Interview – Chuck Bergeron

Chuck BergeronChuck Bergeron

Exclusive interview with FBPO’s Jon Liebman
January 7, 2013

Passionate educator tells of his New Orleans heritage, gigs with Buddy Rich and Woody Herman and teaching music at the University of Miami

Jazz bassist and composer Chuck Bergeron is considered one of the most innovative musicians working in the jazz field today. A native of New Orleans, Chuck’s unique compositional style and approach to improvisation reflect a wide variety of musical influences, underscoring a deep commitment to the rich polyrhythmic characteristics of his musical and cultural heritage.

Chuck has toured with jazz legends Buddy Rich and Woody Herman and has performed and/or recorded with music luminaries Joe Williams, Randy Brecker, Steve Gadd, Dave Grusin, Adam Nussbaum, Stan Getz, Jon Hendricks, Dave Weckl, Joey Calderazzo, Larry Coryell and many others. From 2000 to 2007, Chuck toured with Warner Bros. recording artist Kevin Mahogany. As a leader, Bergeron has released five CDs of original compositions on Double-Time and Gayle Force Records and has received three ASCAP Writers Awards.

Chuck is currently Professor of Jazz Bass and Jazz History, as well as Program Coordinator at the University of Miami. He also directs the South Florida Jazz Orchestra, a critically-acclaimed modern big band, which he co-founded.

FBPO: How would you describe your musical upbringing?

CB: My parents were not musicians, but they were both very appreciative of music, having grown up during the Big Band Era. They also had a pretty good record collection and we would listen all the time. I was very fortunate to have grown up in a time where music programs were a rich part of the school system. We had bands in elementary, junior and senior high schools throughout Louisiana. Some of the strongest influences on my life were the band directors I knew while growing up in Louisiana.

FBPO: What led you to the bass?

CB: I had played the drums and guitar throughout school, but at the end of my sophomore year in high school, my band director told me I was going to play bass the next year. We had other drummers that were better than I, but we had no bass player. While I was initially devastated at not being able to continue on drums, my parents were very supportive and bought me an Epiphone electric bass. I practiced over the summer and in September I won the bass chair in the inaugural Louisiana All-State Jazz Band. I got a scholarship to college in music and in my freshman year Bill Evans came to my school with his trio – Marc Johnson and Joe LaBarbera. It was, for me, one of those defining moments.
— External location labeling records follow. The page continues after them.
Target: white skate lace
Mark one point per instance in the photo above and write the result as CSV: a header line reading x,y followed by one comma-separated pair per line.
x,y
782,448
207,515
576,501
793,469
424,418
The next day I went to the school’s orchestra director and asked to check out an acoustic bass. I was given a bass, a bow and a copy of the Simandl method, but there was no bass teacher. So the next year I transferred to Loyola University in New Orleans, where the great Bill Huntington taught me how to play the acoustic bass.

FBPO: How do you think growing up in New Orleans affected you, musically? You must have jazz in your blood!
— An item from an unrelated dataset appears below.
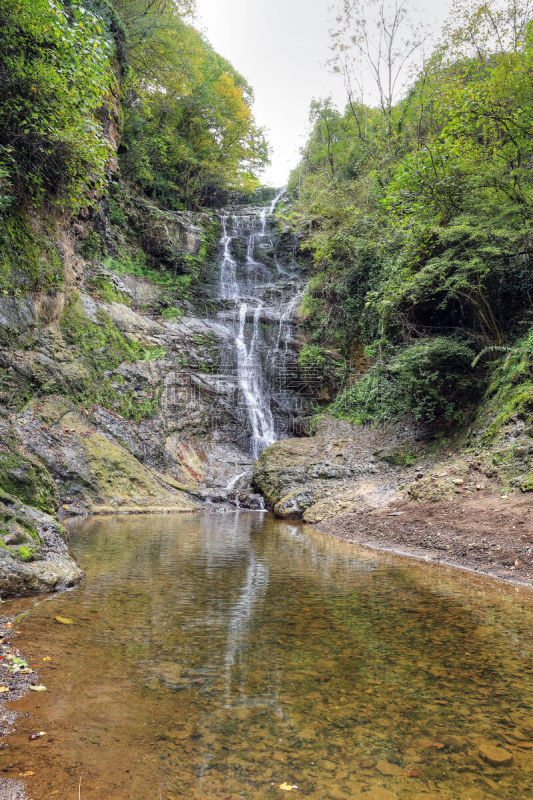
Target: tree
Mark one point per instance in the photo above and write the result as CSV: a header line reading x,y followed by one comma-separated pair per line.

CB: I remember there was always music around. You could hear live musicians everywhere – schools, churches, parades, walking through the French Quarter in the afternoon, restaurants and cafeterias, etc. I think we looked at music differently then. It wasn’t a source of entertainment as a separate commodity or a destination event, but a natural part of the environment and culture of our community.

FBPO: At what point did your career begin to take off? Can you identify a defining moment?

CB: That’s tough to say. I guess joining Woody’s band for the first time would be one of those moments, but I remember feeling that I was starting to understand more about playing jazz music during the 1984 World’s Fair in New Orleans. I had met a great musician from Detroit named Rick Margitza and we were doing a lot of gigging together for the Fair. I learned a lot about music from Rick and later I would record with him and John Hart for Blue Note Records.

FBPO: Everybody who’s ever played with Buddy Rich has a “Buddy story.” What’s yours?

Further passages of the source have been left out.